Hardware: any 4-core machine with 8 GB RAM handles repos up to a few thousand files comfortably; 20k-file monorepos want 16 GB (2 GB peak for the indexer alone, alongside your editor and agent). Parallel phases cap at 8 workers, so extra cores beyond that go unused. In persistent MCP sessions the graph stays warm in memory — delta costs apply to one-shot CLI runs.

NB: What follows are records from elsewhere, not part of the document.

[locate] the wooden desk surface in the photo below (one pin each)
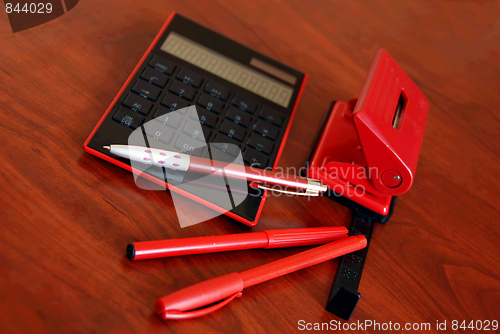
(66, 216)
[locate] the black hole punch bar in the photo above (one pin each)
(398, 114)
(344, 294)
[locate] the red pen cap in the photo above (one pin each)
(174, 305)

Two honesty notes. First, earlier versions reported a 33 s cold index — that number was real but the graph was silently incomplete: a 5-second native- analyzer timeout was dropping ~610k native edges on a repo this size. v0.17.0 sizes the analyzer budget to the repo, scopes delta re-analysis to changed packages plus their reverse importers, and carries unaffected packages’ facts forward. Second, builds are now bit-perfect deterministic: repeated cold builds produce byte-identical graphs, and an edit-then-revert cycle converges exactly to the cold baseline — verified by hashing all 1.47M edge rows. Queries never trigger a rebuild; sessions stay warm.


What we do not claim

  • Small, greppable tasks are a tie. On 8–38-site tasks with distinctive names, text search matches the graph at every tier (Go replicated this; so did Commons Collections). The graph wins when completeness requires type-level disambiguation or inheritance traversal — or when you care about the 20–60× turn count difference at equal recall.
  • The engine has a measured ceiling, not perfection. Deterministic engine-only scoring: mean recall 0.993, precision 0.948 on the Java corpus; 0.80 precision on one overload-ambiguous task. Every residual is visible, attributable, and fixable in one place — that is the point of doing the traversal in a tool.
  • The study measured tool classes, not a market. T is what agentic grep agents do; G is what LSP/primitive code-intel servers expose; G* is Prism. The ongoing cross-tool program above measures specific tools under the same protocol — each through its strongest surface, with its own goals stated — to test the mechanism, not to rank products.
  • Relay discipline matters. One capable model (Sonnet) re-processed the engine’s solved output through its own grep/awk pipeline and corrupted it (0.961 recall, 0.909 precision); removing the text-search escape hatch restored the exact engine ceiling. Prism’s steering and tool descriptions encode this.

Reproduce it

git clone https://github.com/provasign/research
cd research/harness
# tasks/, runs/, scoring, and per-language oracles are all in the repo
python agg_jackson.py        # re-aggregate the shipped run logs

The research README has the full pipeline: oracle build, task generation, arm runners for Claude Code / Codex / local models, and the mandatory Java rescoring step.